Cochrane vaardigde ook een proclamatie uit gericht aan zwarte slaven in de Verenigde Staten. Hij verzekerde hen dat slaven die de VS wilden verlaten, een veilige overtocht zouden vinden op schepen van de Royal Navy, zolang zij bereid waren in het Britse leger te dienen of als “vrije kolonisten” naar andere koloniën te worden ontvangen. De ontsnapping van vele slaven naar Britse schepen maakte de zuidelijke Amerikaanse staten woedend en ongerust, en vele slaven traden in Britse dienst toen Britse schepen in de Chesapeake Bay aan de Atlantische kust aankwamen. Cochrane organiseerde 600 van hen als “Koloniale Mariniers.” Velen ontsnapten ook naar Halifax. Na de oorlog keerde Cochrane terug naar Engeland, waar hij in 1832 overleed, een indrukwekkende en boeiende, zij het niet vlekkeloze, marinecarrière achterlatend.
The Coloured Corps: Black Volunteers in the War of 1812
Terwijl sommige zwarte mannen dienden in Admiral Cochrane’s Colonial Marines, meldden anderen zich vrijwillig aan voor dienst in de Canadese militie.
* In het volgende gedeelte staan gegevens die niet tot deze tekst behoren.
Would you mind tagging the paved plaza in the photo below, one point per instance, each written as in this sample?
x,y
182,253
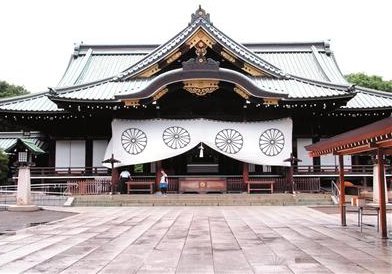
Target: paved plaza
x,y
258,239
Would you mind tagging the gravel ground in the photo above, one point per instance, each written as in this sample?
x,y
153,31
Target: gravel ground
x,y
12,221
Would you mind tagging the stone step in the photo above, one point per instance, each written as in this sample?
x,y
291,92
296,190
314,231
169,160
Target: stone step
x,y
203,200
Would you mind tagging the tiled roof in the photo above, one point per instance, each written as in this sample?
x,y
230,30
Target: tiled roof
x,y
369,99
36,102
99,72
8,139
297,89
294,88
105,91
92,67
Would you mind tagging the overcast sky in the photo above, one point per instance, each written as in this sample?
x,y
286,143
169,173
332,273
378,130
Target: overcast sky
x,y
37,37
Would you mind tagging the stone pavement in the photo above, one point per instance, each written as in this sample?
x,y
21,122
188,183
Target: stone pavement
x,y
258,239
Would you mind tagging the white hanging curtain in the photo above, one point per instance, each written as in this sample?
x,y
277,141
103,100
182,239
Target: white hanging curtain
x,y
143,141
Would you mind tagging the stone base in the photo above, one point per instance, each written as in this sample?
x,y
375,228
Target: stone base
x,y
23,208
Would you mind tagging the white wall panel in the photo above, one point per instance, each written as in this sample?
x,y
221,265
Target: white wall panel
x,y
70,153
99,148
302,153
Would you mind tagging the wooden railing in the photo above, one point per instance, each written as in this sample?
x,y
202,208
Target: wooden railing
x,y
334,169
68,171
89,186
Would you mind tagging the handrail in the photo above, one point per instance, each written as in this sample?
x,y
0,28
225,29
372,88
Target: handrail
x,y
335,191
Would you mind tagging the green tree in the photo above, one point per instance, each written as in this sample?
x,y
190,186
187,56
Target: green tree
x,y
3,167
8,90
372,81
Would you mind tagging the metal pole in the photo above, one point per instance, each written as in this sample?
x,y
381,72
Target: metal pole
x,y
381,193
342,197
245,172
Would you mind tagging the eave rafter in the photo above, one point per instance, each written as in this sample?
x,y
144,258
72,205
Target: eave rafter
x,y
379,135
200,36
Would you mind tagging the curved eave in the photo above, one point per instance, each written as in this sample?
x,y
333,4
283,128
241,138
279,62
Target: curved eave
x,y
83,101
7,111
173,44
384,108
180,75
347,96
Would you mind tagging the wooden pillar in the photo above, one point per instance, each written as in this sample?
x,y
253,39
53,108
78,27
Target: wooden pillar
x,y
158,166
115,179
342,196
245,172
381,192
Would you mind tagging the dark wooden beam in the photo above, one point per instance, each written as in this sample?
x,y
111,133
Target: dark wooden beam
x,y
342,196
381,191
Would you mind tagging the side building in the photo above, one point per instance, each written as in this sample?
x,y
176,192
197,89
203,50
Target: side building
x,y
200,104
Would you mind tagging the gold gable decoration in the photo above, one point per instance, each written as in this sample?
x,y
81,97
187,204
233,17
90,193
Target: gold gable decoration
x,y
270,101
252,70
242,92
131,102
150,71
160,94
201,87
200,36
173,57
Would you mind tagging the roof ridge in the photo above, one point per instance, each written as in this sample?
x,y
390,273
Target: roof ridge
x,y
23,97
321,83
374,91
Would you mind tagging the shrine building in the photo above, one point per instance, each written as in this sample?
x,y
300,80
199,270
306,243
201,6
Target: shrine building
x,y
200,105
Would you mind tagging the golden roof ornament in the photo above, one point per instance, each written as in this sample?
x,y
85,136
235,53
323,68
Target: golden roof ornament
x,y
200,13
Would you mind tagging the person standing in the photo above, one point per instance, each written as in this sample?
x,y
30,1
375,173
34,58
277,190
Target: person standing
x,y
163,183
125,176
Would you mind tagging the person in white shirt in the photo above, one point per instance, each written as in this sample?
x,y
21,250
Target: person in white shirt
x,y
163,183
125,176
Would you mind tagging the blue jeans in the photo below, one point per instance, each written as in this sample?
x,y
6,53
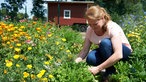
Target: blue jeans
x,y
105,50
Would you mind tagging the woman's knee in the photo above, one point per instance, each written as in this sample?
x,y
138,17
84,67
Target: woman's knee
x,y
91,58
105,42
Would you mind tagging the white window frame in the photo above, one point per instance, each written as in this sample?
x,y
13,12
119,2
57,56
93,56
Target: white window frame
x,y
69,11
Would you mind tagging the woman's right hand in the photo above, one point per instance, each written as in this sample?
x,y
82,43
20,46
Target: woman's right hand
x,y
79,59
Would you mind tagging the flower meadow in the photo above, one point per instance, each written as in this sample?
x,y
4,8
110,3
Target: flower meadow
x,y
33,51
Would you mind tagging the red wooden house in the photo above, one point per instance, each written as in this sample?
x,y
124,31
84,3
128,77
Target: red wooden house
x,y
67,12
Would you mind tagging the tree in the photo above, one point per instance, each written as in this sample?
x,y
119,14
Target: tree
x,y
38,9
12,7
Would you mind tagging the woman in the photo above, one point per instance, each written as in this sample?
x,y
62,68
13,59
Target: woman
x,y
108,35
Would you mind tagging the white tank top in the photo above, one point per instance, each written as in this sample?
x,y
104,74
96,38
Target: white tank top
x,y
112,29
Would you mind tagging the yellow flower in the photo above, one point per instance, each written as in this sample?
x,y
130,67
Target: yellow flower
x,y
22,27
29,48
17,65
51,76
32,76
16,56
49,35
8,42
18,44
17,49
25,74
9,63
29,66
46,62
63,39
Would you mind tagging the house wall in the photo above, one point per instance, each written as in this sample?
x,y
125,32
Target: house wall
x,y
77,13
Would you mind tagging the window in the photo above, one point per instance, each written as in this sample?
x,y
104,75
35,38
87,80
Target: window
x,y
67,14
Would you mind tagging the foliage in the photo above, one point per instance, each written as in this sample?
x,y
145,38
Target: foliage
x,y
12,7
72,72
38,9
34,51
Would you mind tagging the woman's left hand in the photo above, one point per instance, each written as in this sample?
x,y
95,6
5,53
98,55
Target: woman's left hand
x,y
94,70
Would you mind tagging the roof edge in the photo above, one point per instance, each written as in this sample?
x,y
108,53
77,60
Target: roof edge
x,y
90,2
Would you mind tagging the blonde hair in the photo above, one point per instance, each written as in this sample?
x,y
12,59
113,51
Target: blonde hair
x,y
97,12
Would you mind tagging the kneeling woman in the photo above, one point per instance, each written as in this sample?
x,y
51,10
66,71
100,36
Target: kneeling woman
x,y
109,36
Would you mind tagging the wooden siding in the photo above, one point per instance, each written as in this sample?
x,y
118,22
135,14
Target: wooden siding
x,y
77,13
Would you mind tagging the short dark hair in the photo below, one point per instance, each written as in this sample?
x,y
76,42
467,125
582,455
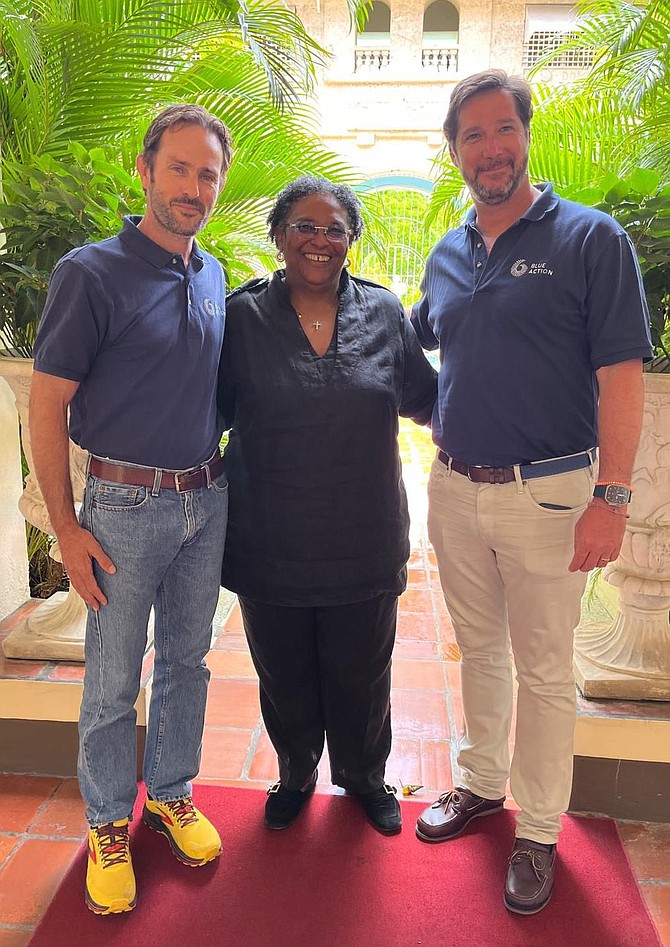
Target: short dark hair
x,y
176,115
304,187
488,81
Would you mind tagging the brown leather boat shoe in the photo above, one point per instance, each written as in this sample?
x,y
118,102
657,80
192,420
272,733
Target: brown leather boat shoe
x,y
452,812
530,877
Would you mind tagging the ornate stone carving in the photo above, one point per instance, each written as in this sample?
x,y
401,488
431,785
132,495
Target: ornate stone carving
x,y
630,658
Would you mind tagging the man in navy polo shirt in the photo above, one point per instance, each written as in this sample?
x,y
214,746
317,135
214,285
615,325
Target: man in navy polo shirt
x,y
536,304
129,345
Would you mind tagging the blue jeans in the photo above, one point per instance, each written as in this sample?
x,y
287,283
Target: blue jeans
x,y
167,549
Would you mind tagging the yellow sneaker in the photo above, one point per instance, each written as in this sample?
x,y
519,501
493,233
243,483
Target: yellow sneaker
x,y
192,837
110,880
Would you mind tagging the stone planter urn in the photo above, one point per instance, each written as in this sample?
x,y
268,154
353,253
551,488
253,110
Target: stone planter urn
x,y
629,658
54,630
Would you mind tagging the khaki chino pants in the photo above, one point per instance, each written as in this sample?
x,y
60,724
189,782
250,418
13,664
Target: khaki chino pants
x,y
503,561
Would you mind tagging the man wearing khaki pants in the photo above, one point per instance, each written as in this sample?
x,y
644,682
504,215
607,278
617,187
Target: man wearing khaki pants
x,y
537,307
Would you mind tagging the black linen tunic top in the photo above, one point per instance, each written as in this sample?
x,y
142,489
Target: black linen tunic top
x,y
318,512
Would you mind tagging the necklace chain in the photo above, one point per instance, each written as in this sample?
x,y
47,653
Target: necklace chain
x,y
316,325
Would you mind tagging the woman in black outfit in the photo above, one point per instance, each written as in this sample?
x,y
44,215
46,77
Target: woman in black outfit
x,y
317,366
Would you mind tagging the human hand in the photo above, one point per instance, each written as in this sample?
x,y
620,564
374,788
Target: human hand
x,y
78,550
599,534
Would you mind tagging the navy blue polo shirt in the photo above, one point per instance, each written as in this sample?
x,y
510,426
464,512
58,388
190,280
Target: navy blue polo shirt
x,y
522,331
142,335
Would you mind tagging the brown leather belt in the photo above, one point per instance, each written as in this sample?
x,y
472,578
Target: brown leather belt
x,y
145,476
543,468
479,474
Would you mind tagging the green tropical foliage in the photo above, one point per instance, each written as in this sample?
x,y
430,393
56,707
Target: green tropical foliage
x,y
605,140
80,81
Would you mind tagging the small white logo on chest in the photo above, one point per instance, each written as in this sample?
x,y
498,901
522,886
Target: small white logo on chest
x,y
520,268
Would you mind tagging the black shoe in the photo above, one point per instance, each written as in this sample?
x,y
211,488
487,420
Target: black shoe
x,y
382,809
283,805
530,877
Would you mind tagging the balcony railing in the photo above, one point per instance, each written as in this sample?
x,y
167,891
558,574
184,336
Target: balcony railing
x,y
541,43
440,59
367,60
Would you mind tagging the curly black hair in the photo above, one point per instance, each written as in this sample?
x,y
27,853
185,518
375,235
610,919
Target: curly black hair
x,y
304,187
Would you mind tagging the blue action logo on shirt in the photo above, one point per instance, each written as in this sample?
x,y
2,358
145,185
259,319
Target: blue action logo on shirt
x,y
212,308
520,268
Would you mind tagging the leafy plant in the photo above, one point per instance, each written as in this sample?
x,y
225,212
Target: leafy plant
x,y
79,83
49,207
642,206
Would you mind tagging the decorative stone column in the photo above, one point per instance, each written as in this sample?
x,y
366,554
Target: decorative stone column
x,y
55,629
629,658
14,588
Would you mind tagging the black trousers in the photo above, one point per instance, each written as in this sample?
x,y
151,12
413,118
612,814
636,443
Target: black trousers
x,y
326,672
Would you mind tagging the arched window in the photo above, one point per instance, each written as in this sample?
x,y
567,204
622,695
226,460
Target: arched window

Het Coloured Corps (ook bekend als Runchey’s Company of Coloured Men, of Black Corps) was een militiecompagnie van zwarte mannen die tijdens de oorlog van 1812 werd opgericht. Het korps werd opgericht in Opper-Canada, waar de slavernij in 1793 was beperkt, en was samengesteld uit vrije en tot slaaf gemaakte zwarte mannen. Velen waren veteranen van de Amerikaanse Revolutie, waarin zij voor de Britten hadden gevochten (zie Black Loyalists). Het Coloured Corps vocht in de Slag bij Queenston Heights en de Slag bij Fort George voordat het als bouwcompagnie werd ingedeeld bij de Royal Engineers.
De compagnie werd ontbonden op 24 maart 1815, na het einde van de oorlog. Bij het opeisen van beloningen voor hun diensten werden velen geconfronteerd met tegenspoed en discriminatie. Sergeant William Thompson kreeg te horen dat hij “zelf zijn soldij moest gaan zoeken”, terwijl Richard Pierpoint, toen 70 jaar oud, zijn verzoek om naar Afrika terug te keren werd afgewezen in plaats van een landtoelage. Toen in 1821 de subsidies werden verdeeld, kregen de veteranen van het zwarte korps slechts 100 acres, de helft van dat van hun blanke collega’s. Veel veteranen vestigden zich niet op het land dat hun was toegekend omdat het van slechte kwaliteit was. Ondanks deze onrechtvaardigheden verdedigde het Coloured Corps Canada eervol, waarmee het een precedent schepte voor de vorming van zwarte eenheden in de toekomst.
Een Coloured Corps werd opnieuw opgericht in Niagara tijdens de opstanden van 1837-38, een van de vele zwarte of “Coloured” korpsen die zich vrijwillig meldden voor dienst – andere eenheden werden opgericht in Toronto, Hamilton, Chatham,en Sandwich (Windsor).